You wouldn't be so suprised if I detailed my current living situation, the drabness, how things have broken down without warning. When I was there the other night, I felt whole and new, like a rereleased song with enhanced digital remixing. And when the all-too-short moments passed, we went to Starbucks and drank hot drinks and shivered in the air-conditioning and talked about it. We talked about other things, too, and then I climbed back into the pick-up and back to my regular life in my worn house built in 1972 filled with shabby-not-chic furniture.
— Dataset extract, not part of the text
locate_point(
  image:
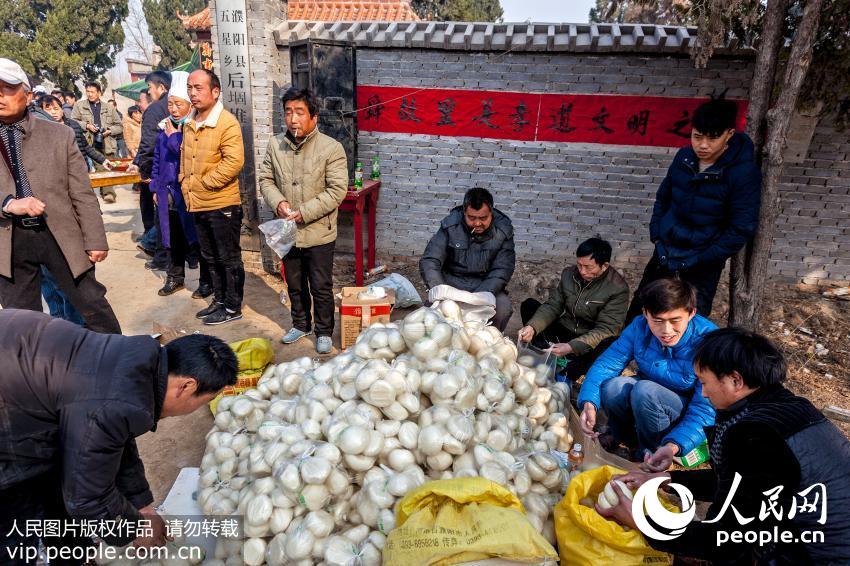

I'm in love (you might call it "lust," but I think this is the Real Thing) and I don't think it's too soon to admit it. When you fall in love, no amount of boring logic and reasonable thought matters. When I saw how big it was, that's when I knew. I hadn't even recognized my longing until that night when I walked into a small room and found a pantry that went on and on. That's right. A pantry. (What did you think I was talking about?)

You believe you are content with your own house until an out-of-state friend emails and asks if you'll take a look at a house they hope to buy. That's what happened to me the other night. The housing market here is hopping, so when my friend, RealEstateAgentFriend, alerted my friend, MarathonMom, that a house was available, MarathonMom (who lives across the country) asked me to check it out for her. RealEstateAgentFriend came and picked me up in her husband's pick-up truck and off we went.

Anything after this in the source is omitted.